Today, Bull experts and members of Professor Olbrich’s team are concentrating on increasing the energy efficiency of the cluster. “Most universities and research centers need to boost their computing power by acquiring more processing nodes, which also cost more. The result: higher power consumption, as well as higher costs when it comes to administering these systems,” explains Auke Kuiper, HPC Sales Director for Bull Germany. In the current climate, when budgets are tight, it is essential to free staff from some of their administrative workload, so they can devote more time to supporting HPC users and optimizing their applications, so researchers in turn can focus on their business: research. “Thanks to Bull, the energy efficiency of supercomputers, systems administration and the use of parallel computing are all optimized," Auke Kuiper sums up.

To achieve this, it is important to think in terms of ‘throughput computing’: how maximum workload can be achieved in a minimum timescale, with maximum performance for users. With this in mind, researchers at Düsseldorf have developed <myJAM/>, an intelligent workload management and monitoring system that provides a particularly relevant set of performance indicators. “We have implemented a Web 2.0 application which allows users and systems administrators to supervise the way jobs are progressing,” explains Dr. Stephan Raub, one of the developers working in the IT department. The data needed to carry out this monitoring is collected from throughout the cluster by a ‘demon’ that we have developed.
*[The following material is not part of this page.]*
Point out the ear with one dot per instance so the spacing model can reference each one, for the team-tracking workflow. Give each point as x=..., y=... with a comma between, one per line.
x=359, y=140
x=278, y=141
This enables us to identify and iron out any bottlenecks at an early stage, and means we can more easily advise users how to define their resourcing requirements. In addition, if the cluster is not used to full capacity – for example, during the vacation period – the workload management program used by the researchers at Düsseldorf can simply switch unused sections of the cluster into economy mode, until they are needed again.

Another priority for cooperation is to increase computing power by combining different kinds of processors in a ‘hybrid’ system. In servers based on GPUs*, hundreds of cores that were originally optimized for graphics processing work in parallel. The inclusion of a GPU-based accelerator (NVIDIA Tesla) as part of the Bull cluster has enabled the Heinrich-Heine University of Düsseldorf to achieve some spectacular results. The accelerator, which has since been included in Bull’s product catalogue, is up to 20 times more efficient in terms of energy use than an equivalent configuration of traditional processors. However, such a hybrid cluster must be able to be administered as a single system. This demands new, more intelligent tools, which have been developed at Düsseldorf. These software tools provide users with a single environment, no matter what architecture is being used to run the application; something that is very interesting both for the market in general and for Bull itself. 

“The study and development of environmentally-friendly technologies and software components for HPC, and translating them into a practical reality, are a major concern for Bull,” confirms Michael Gerhards, General Manager, Bull Germany. “ZIM is a top-notch partner for us, with a wealth of expertise to offer in this area.”